Uptown Vietnam Cuisine, 1250 Broadway. This is Vietnamese cuisine of the north, influenced by the French. The centerpiece is beef noodle soup, called pho, pronounced fuh. Choice of beef parts: brisket, flank skirt, soft tendon, tripe. Another choice, also typical of the north, is the bun, a choice of meats served in a bowl of vermicelli rice noodles, lettuce, cucumber, cilantro, pickled carrot and fish sauce. Pho comes steaming hot; bun is room temp. Start with the spring rolls, served with house-made peanut sauce. Pho Viet, 5300 Sidney Simon Boulevard, was the first pho-oriented entrant in the area when it opened Pho Vy on River Road, now a Thai restaurant. Menu is similar to Uptown Vietnam Cuisine and the food is just as good.

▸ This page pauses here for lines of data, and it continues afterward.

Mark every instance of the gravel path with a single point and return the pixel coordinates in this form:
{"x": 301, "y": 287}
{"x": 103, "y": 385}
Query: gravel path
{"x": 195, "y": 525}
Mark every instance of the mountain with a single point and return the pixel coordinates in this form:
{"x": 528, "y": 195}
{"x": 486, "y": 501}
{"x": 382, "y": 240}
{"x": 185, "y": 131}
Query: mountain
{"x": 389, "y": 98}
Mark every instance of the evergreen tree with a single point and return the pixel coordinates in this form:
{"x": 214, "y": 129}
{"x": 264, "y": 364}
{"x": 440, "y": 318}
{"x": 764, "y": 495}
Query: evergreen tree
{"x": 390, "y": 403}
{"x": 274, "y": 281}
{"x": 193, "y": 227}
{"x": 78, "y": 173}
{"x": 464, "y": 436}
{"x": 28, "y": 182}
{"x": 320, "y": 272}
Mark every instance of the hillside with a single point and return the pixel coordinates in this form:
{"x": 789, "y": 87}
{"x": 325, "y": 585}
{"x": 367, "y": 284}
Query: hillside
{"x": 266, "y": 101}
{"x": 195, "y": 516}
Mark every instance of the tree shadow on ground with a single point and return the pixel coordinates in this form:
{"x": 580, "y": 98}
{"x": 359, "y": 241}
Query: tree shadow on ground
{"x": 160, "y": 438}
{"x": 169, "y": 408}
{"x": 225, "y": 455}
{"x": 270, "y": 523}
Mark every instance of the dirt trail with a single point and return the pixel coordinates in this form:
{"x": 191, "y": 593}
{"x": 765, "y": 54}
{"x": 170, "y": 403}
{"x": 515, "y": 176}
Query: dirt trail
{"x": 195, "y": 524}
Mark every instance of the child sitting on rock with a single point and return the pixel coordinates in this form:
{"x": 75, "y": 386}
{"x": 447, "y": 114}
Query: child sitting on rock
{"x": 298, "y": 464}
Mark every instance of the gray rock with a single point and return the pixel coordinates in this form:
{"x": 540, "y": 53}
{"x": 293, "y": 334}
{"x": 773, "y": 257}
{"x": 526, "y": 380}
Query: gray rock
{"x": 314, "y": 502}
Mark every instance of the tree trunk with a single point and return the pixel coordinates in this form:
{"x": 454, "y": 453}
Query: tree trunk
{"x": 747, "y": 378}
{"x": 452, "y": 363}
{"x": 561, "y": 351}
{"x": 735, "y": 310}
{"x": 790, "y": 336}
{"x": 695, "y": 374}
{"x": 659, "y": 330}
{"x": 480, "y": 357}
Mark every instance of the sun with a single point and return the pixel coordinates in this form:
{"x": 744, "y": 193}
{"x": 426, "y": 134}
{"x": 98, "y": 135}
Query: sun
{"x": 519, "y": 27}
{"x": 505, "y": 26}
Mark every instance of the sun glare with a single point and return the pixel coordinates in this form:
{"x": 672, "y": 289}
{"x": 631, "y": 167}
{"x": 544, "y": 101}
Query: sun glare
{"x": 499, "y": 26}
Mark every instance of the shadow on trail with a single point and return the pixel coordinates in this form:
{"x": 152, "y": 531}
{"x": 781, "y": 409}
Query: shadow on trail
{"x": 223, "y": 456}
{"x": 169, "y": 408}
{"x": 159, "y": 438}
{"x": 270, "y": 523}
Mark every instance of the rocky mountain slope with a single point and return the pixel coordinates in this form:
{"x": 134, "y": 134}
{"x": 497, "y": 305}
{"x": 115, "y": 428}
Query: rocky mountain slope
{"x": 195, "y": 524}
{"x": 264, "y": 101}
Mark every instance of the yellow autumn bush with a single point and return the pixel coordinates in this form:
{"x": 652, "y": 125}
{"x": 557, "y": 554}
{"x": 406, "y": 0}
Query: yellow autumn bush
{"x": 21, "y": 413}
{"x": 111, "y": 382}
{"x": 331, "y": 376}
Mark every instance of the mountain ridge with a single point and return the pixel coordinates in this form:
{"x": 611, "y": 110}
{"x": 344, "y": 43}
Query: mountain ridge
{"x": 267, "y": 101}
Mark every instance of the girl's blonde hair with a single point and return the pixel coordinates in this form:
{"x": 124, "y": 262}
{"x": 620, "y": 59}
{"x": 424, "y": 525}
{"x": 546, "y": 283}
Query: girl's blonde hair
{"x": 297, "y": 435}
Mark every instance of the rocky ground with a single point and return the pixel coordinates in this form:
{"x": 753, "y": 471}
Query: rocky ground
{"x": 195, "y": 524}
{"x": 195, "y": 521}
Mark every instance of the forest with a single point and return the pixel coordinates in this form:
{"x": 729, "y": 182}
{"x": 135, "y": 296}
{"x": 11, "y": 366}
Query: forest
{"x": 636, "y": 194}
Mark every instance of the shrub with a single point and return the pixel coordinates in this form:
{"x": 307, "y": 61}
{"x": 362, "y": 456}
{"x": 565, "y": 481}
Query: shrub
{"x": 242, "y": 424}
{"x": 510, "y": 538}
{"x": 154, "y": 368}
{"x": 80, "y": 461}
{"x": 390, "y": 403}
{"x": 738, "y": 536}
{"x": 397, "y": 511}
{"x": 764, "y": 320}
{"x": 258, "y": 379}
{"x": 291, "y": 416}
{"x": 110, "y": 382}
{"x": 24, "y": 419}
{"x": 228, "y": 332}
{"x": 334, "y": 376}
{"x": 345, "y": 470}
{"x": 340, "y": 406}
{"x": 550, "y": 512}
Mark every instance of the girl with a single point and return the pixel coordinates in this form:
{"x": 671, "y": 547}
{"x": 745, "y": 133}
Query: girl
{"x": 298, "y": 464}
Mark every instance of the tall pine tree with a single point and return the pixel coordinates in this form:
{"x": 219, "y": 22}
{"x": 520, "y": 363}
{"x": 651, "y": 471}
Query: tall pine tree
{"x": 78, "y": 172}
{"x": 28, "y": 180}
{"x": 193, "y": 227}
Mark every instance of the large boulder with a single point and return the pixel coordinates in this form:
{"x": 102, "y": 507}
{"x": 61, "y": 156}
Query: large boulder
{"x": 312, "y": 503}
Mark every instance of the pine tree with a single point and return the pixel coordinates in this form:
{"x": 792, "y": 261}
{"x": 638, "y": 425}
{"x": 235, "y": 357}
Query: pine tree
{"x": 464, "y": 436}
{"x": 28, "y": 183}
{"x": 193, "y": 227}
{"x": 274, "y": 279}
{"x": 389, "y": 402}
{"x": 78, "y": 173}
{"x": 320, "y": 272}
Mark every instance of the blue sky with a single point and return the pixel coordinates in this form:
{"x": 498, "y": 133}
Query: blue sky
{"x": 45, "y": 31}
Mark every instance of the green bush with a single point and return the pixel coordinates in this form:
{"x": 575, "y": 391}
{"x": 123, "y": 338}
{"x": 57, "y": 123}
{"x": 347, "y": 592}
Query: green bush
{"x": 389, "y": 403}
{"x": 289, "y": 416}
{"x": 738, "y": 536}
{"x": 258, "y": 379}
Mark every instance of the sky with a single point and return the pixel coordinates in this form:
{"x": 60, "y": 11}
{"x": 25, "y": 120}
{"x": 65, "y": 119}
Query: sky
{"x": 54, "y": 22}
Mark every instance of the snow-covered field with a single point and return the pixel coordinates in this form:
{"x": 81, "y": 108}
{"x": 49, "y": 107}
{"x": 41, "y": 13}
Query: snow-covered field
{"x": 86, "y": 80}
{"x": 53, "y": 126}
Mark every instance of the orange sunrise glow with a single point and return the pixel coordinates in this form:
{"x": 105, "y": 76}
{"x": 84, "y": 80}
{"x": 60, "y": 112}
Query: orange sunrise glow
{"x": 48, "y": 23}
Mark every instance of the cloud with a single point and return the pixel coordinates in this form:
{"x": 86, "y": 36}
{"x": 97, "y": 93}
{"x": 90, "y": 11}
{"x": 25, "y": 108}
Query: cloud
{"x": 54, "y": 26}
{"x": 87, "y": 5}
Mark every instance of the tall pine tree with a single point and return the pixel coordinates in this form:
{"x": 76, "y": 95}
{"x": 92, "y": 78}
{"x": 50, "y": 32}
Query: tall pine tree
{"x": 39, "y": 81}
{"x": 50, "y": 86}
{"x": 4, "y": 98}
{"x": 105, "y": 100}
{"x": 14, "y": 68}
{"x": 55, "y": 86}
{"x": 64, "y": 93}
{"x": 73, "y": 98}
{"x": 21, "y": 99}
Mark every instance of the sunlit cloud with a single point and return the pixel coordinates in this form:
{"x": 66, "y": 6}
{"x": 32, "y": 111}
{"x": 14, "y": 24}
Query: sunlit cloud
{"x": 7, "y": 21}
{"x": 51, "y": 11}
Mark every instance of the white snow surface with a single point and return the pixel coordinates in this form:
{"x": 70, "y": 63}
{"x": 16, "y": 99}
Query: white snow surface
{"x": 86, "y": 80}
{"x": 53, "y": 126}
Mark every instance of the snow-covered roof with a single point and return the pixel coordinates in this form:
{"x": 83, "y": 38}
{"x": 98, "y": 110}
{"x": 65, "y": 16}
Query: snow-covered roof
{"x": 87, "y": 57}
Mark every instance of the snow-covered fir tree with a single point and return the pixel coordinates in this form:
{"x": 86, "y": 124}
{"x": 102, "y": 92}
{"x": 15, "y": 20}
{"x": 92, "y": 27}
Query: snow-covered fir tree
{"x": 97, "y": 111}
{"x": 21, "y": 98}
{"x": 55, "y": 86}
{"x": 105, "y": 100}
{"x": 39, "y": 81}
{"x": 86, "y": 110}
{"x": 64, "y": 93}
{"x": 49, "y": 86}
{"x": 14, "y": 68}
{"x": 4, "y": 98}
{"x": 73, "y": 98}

TripAdvisor reviews, rankings: Uptown Vietnamese Cuisine, Pho Viet

Water view: Marina at Lake Oliver, Bulldawg Bait and Tackle

Alas, the restaurants with the best views of the river are private. Both the Chattahoochee River Club downtown and the Big Eddy Club in Green Island Hills offer the best fine-dining in Columbus – and dramatic water views – if you can wrangle an invitation. If not, perfect for groups and families are the chili dogs, chips and a drink on offer at two waterside spots. One is the city-owned marina on Lake Oliver. After lunch, peer into the wooden bait box filled with live crickets. It’s large, the size of a steamer truck. The lid is propped open, yet the swarm of lively, moving-about, crickets remains in the box. Ask the staff to explain why. (Peering into the box is likely to elicit “wow” from some children, “ew” from others.) Next is the pair of lakeside duck-feeding stations. Deposit a quarter, then turn the crank for a handful of food. Scatter along the shore and here come the ducks. The educational aspect is the explanation why bread, popcorn and other foods-for-humans are deadly to the ducks. The other spot for waterside chili dogs is Bulldog Bait and Tackle at Rotary Park off Victory Drive. Owner F.D. Williams has been on the site since 2001 and is full of river stories.